Datasets

Datasets YAML reference

A Spicepod can contain one or more datasets referenced by relative path, or defined inline.

datasets

Inline example:

spicepod.yaml

datasets:
  - from: spice.ai/eth/beacon/eigenlayer
    name: strategy_manager_deposits
    params:
      app: goerli-app
    acceleration:
      enabled: true
      mode: inmemory # / file
      engine: arrow # / duckdb
      refresh_interval: 1h
      refresh_mode: full / append # update / incremental
      retention: 30m

spicepod.yaml

datasets:
  - from: databricks.com/spiceai/datasets
    name: uniswap_eth_usd
    params:
      environment: prod
    acceleration:
      enabled: true
      mode: inmemory # / file
      engine: arrow # / duckdb
      refresh_interval: 1h
      refresh_mode: full / append # update / incremental
      retention: 30m

spicepod.yaml

datasets:
  - from: local/Users/phillip/data/test.parquet
    name: test
    acceleration:
      enabled: true
      mode: inmemory # / file
      engine: arrow # / duckdb
      refresh_interval: 1h
      refresh_mode: full / append # update / incremental
      retention: 30m

Relative path example:

spicepod.yaml

datasets:
  - from: datasets/uniswap_v2_eth_usdc

datasets/uniswap_v2_eth_usdc/dataset.yaml

name: spiceai.uniswap_v2_eth_usdc
type: overwrite
source: spice.ai
auth: spice.ai
acceleration:
  enabled: true
  refresh: 1h

name

The name of the dataset. This is used to reference the dataset in the pod manifest, as well as in external data sources.

type

The type of dataset. The following types are supported:

  • overwrite - Overwrites the dataset with the contents of the dataset source.
  • append - Appends new data from dataset source to the dataset.

source

The source of the dataset. The following sources are supported:

  • spice.ai
  • dremio (coming soon)
  • databricks (coming soon)

auth

Optional. The authentication profile to use to connect to the dataset source. Use spice login to create a new authentication profile.
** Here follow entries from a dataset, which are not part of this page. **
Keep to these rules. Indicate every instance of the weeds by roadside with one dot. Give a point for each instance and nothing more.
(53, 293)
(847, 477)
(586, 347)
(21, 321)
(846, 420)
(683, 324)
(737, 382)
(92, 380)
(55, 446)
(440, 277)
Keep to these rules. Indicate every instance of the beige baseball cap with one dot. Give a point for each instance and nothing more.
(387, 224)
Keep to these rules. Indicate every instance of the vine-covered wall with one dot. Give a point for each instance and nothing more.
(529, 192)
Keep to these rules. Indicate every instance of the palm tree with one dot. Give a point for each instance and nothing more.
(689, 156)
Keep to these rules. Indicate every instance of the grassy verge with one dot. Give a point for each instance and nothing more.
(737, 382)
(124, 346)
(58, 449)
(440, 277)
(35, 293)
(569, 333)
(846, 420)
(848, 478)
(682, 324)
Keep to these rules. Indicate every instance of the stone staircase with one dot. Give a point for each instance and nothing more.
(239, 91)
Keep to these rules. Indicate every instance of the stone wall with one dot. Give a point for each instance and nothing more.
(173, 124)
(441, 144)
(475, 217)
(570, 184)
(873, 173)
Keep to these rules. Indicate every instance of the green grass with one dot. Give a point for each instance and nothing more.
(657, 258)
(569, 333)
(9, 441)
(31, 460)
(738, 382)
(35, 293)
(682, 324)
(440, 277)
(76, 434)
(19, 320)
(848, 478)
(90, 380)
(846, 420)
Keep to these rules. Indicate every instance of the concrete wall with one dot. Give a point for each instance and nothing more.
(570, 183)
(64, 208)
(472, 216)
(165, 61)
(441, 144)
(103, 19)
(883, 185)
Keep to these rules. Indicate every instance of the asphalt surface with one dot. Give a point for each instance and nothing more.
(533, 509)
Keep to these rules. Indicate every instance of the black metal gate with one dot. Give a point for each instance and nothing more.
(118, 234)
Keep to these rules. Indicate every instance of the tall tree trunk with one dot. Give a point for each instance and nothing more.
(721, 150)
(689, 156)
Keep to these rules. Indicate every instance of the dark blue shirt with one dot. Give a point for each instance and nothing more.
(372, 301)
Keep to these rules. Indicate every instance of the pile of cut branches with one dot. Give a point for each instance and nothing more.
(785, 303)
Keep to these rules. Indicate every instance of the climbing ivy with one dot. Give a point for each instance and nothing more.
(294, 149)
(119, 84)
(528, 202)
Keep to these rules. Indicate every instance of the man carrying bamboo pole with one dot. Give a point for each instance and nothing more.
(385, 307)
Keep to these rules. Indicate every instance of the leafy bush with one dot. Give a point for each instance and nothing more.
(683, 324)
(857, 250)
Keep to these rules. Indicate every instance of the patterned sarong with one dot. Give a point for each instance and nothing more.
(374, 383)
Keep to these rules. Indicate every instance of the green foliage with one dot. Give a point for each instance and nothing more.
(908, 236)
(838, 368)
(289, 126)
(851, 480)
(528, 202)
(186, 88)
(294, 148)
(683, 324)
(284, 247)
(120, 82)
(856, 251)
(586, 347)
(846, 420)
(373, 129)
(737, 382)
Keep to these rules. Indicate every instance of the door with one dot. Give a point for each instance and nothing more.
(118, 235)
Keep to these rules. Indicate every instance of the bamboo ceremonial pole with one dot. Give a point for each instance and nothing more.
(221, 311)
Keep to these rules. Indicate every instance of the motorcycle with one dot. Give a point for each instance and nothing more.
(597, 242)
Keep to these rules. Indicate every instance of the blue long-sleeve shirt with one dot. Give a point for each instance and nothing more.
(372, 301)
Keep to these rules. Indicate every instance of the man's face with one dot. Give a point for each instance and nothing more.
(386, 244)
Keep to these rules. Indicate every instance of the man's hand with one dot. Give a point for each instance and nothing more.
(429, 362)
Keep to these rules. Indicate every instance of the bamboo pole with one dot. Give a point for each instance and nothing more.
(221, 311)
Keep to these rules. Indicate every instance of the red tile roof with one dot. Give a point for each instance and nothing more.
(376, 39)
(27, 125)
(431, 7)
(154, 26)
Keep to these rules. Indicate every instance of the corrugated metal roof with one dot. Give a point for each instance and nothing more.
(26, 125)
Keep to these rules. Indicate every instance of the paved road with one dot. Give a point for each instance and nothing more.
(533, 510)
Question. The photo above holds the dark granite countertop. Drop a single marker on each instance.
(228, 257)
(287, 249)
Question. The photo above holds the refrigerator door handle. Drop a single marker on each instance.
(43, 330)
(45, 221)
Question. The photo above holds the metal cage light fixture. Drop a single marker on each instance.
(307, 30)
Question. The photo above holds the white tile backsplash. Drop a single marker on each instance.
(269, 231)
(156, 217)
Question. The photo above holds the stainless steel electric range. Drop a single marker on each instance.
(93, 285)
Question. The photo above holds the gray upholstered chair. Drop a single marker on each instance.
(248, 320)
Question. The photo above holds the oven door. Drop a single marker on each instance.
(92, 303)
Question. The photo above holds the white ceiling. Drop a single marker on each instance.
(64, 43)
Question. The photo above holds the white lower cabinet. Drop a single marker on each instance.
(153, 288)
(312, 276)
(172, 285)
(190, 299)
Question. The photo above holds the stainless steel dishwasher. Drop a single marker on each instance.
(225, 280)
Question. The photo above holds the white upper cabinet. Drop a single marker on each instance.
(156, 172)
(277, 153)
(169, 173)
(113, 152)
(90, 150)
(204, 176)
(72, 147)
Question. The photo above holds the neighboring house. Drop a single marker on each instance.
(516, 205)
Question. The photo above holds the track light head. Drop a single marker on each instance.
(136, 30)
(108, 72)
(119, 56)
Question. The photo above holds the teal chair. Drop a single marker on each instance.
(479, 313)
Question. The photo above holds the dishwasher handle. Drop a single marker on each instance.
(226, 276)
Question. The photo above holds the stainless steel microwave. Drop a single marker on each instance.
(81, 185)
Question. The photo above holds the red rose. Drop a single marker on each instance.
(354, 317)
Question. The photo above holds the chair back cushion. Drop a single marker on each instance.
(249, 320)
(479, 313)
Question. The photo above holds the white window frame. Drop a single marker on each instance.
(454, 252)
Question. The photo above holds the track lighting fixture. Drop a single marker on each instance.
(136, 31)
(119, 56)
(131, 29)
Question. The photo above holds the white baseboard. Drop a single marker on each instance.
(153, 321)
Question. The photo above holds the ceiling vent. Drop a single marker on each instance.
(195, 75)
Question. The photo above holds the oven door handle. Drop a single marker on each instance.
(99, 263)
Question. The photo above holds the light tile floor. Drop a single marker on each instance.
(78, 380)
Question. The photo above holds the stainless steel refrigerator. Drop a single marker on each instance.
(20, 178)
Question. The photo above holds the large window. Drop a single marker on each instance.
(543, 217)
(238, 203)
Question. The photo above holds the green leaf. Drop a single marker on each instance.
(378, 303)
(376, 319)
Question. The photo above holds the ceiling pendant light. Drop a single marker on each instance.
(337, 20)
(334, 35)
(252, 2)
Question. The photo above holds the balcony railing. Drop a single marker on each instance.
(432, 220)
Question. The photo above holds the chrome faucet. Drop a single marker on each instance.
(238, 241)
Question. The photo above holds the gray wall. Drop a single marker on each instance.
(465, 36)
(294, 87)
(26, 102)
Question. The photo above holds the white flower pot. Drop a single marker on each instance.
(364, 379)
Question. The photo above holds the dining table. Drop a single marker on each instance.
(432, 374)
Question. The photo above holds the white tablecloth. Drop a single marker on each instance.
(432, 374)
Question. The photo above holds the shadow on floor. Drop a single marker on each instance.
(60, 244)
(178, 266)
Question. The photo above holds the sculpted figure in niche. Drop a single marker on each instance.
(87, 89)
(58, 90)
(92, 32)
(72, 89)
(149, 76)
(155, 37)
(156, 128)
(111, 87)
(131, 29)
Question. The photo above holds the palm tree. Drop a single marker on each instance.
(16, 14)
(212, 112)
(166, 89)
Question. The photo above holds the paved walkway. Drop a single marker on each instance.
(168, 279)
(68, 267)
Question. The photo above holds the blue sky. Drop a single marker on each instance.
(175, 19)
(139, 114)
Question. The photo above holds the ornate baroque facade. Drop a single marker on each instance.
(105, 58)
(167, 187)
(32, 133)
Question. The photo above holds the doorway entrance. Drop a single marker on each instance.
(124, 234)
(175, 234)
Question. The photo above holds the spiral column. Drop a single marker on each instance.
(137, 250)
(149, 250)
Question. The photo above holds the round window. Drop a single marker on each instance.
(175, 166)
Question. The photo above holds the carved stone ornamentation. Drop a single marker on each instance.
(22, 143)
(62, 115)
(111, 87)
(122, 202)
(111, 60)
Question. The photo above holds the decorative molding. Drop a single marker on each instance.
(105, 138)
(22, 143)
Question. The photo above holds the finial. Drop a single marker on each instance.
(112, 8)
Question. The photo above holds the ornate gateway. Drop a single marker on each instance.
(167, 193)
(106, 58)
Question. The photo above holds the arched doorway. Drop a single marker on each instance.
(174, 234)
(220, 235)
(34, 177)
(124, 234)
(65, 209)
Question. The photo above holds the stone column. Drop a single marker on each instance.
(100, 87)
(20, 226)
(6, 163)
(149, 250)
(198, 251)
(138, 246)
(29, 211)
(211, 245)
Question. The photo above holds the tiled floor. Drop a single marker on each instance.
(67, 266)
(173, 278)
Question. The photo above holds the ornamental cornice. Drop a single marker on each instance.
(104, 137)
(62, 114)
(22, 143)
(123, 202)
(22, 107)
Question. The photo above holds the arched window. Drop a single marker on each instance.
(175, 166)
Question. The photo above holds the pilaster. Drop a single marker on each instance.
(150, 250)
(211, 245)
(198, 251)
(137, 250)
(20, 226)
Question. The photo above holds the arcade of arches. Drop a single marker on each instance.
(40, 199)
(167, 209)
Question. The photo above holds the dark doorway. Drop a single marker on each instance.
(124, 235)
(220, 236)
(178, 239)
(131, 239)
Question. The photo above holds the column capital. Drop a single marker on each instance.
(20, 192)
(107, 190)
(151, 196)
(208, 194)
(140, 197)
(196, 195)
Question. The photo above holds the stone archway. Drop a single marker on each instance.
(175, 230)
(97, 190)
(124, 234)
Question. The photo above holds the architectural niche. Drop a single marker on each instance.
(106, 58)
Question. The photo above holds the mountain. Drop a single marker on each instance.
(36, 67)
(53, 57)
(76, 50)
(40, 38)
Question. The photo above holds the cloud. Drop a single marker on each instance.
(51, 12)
If not specified, the default profile for the data source is used.

acceleration

Optional. Accelerate queries to the dataset by caching data locally.

acceleration.enabled

Enable or disable acceleration, defaults to true.

acceleration.engine

The acceleration engine to use, defaults to arrow. The following engines are supported:

  • arrow - Accelerated in-memory backed by Apache Arrow DataTables.
  • duckdb - Accelerated by an embedded DuckDB database.
  • postgres - Accelerated by an embedded DuckDB database.

acceleration.mode

Optional. The mode of acceleration. The following values are supported:

  • memory - Store acceleration data in-memory.
  • file - Store acceleration data in a file.

mode is currently only supported for the duckdb engine.

acceleration.refresh_mode

Optional. How to refresh the dataset. The following values are supported:

  • full - Refresh the entire dataset.
  • append - Append new data to the dataset.

acceleration.refresh_interval

Optional. How often data should be refreshed. Only supported for full datasets. For append datasets, the refresh interval not used.

i.e. 1h for 1 hour, 1m for 1 minute, 1s for 1 second, etc.

acceleration.retention

Optional. Only supported for append datasets. Specifies how long to retain data updates from the data source before they are deleted.

If not specified, the default retention is to keep all data.

acceleration.params

Optional. Parameters to pass to the acceleration engine. The parameters are specific to the acceleration engine used.

acceleration.engine_secret

Optional. The secret store key to use the acceleration engine connection credential. For supported data connectors, use spice login to store the secret.